Obwohl Details der sieben Anklagepunkte, über die US-Leitmedien vorab berichteten, öffentlich noch nicht bekannt sind, sprang das republikanische Establishment dem Wahlverlierer von 2020 fast geschlossen zur Seite. Stellvertretend erklärte der Fraktionschef der Republikaner im Repräsentantenhaus, Steve Scalise: „Seien wir uns darüber im Klaren, was da vor sich geht: Joe Biden setzt das Justizministerium gegen seinen eigenen politischen Rivalen als Waffe ein.“
Allein Asa Hutchinson forderte Konsequenzen. Der ehemalige Gouverneur von Arkansas, der ebenfalls zu den republikanischen Bewerbern für 2024 zählt, erklärte: „Donald Trump steht die Unschuldsvermutung zu. Aber die laufenden strafrechtlichen Verfahren stellen eine massive Ablenkung dar. Das verstärkt die Notwendigkeit, dass Donald Trump seine Bewerbungskampagne beendet.“
„Politisch ausbluten“?
Intern geht man davon aus, dass Trump „politisch ausbluten“ könnte, wenn in den nächsten Wochen auch aus dem Bundesstaat Georgia eine Anklage kommen sollte. Dort hatte Trump massiven Druck auf Wahlbeamte ausgeübt, das Ergebnis der Wahl 2020 nachträglich zu seinen Gunsten frisieren zu lassen. Die Staatsanwältin Fani Willis in Atlanta will voraussichtlich im Juli oder August Anklage erheben.
Der Fall von Jack Smith, das sagen selbst Republikaner, ist der bisher schwergewichtigste unter den vielen juristischen Baustellen Trumps. Bisher ist nicht klar, welche geheimen Unterlagen, die militärische und geheimdienstliche Informationen enthalten sollen, Trump mit nach Mar-a-Lago genommen hat. Und warum er sie, trotz gerichtlicher Strafandrohung, nicht früh und vollständig dem Nationalarchiv übergeben hat. Und weshalb er offenbar seine Anwälte belogen hat, als diese in der ersten Jahreshälfte 2022 gegenüber der Justiz erklärten, alle Dokumente seien ausgehändigt worden.
Republikanische Wahlstrategen wittern Gefahr. Sollte sich herausstellen, dass Trump Amerikas Sicherheitsinteressen etwa im Nahen Osten zu Geld machen wollte, in dem er geheime Infos über Atomwaffen und potenzielle Angriffsszenarien gegen Teheran an Dritte weitergab oder dies gegen Vorteilsgewährung in Aussicht stellte, „könnte sich die öffentliche Meinung auch in konservativen Kreisen drehen und den Ruf nach einer Alternative lauter werden lassen“.

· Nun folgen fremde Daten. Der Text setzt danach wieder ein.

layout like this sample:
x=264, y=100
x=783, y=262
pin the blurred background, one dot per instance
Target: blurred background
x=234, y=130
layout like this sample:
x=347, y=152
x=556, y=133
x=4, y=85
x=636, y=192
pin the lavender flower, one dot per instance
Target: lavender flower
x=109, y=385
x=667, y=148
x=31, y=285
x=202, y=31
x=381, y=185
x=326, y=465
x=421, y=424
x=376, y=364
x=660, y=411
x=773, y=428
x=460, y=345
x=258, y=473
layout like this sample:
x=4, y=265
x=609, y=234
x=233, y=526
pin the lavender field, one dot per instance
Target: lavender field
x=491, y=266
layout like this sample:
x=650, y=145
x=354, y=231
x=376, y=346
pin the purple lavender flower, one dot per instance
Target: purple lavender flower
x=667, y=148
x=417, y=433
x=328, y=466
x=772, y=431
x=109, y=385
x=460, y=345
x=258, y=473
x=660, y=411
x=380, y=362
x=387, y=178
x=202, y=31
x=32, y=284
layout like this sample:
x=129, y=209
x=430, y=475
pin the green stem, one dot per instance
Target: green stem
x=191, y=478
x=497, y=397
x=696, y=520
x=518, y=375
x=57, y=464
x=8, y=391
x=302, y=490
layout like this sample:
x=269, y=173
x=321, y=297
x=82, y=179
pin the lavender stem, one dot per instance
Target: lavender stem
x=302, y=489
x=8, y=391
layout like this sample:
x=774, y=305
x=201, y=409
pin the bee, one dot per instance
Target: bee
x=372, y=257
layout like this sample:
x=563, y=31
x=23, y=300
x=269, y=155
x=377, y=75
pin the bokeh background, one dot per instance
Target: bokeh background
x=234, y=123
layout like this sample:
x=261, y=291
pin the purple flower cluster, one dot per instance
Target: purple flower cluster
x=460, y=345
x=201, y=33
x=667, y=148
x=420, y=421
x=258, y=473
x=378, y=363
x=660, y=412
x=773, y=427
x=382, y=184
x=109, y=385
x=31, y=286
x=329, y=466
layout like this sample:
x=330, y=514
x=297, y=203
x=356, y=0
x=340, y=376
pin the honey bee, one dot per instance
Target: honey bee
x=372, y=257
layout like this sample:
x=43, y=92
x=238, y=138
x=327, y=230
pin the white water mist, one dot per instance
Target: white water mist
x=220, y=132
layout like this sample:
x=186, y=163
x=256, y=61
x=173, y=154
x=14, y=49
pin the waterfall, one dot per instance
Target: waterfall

Jack Smith geht mit der Anklage in Florida ein Risiko ein. Im demokratisch dominierten Washington wäre eine Geschworenenjury mutmaßlich Trump-kritischer gewesen. In Florida hat der Ex-Präsident mehr Anhänger. Entscheidend wird auch sein, welche(r) Richter(in) den Fall zugewiesen bekommt. Es gibt in Florida etliche von Trump ernannte Bundesrichter. Wer den Zuschlag erhält, entscheidet ein Computerprogramm mit Zufallsgenerator.
Bei alledem ist gar nicht klar, wann ein Prozess stattfinden könnte. Im Frühjahr 2024 muss sich Trump bereits in New York (wegen Schweigegeldzahlungen an einen Pornostar) verantworten. Jedes Datum danach käme dem Wahltermin im November gefährlich nahe. Nicht auszuschließen, dass der Fall Miami erst nach der Präsidentschaftswahl eröffnet wird. Wäre Trump dann wieder Commander-in-Chief, könnte er den Prozess abblasen.